Perhaps surprisingly, the "read rate"-- the rate of successful tag scans -- was not studied. "Read rate is a misnomer," Fennig said. "What's important is to capture the tag data at least once."
The study also examined RFID use in various situations along the supply chain. The study looked at standard pill bottles, liquid-filled bottles and blister packs, as well as cases and pallets. The tests included evaluating RFID scans:
On products on a moving pharmaceutical packaging line. The result was a draw between UHF and HF; On multiple, closely packed items in cases at a short distance from the scanner. HF was more effective; and On items packaged in cases on pallets at distances that are common for supply chain applications. Again, HF was more effective.

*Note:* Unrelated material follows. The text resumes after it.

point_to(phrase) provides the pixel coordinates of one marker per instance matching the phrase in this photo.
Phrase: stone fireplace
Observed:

"The goal of the study is to bring scientific rigor to the boxing match between HF and UHF," said Fennig. "There was no scientific rigor before, just vendors' claims. We are unbiased. We don't care who wins the debate, we just want to help industry make scientific decisions."
"When we see barriers in the industry's adoption curve, we want to get in there and provide some clarity," said Skrinar. "There was a clear blind spot that needed to be addressed with research."
"The research presents solid, physics-based answers to help guide regulators and drug manufacturers in making successful decisions to improve drug safety," said Patrick Sweeney II, ODIN technologies president and CEO.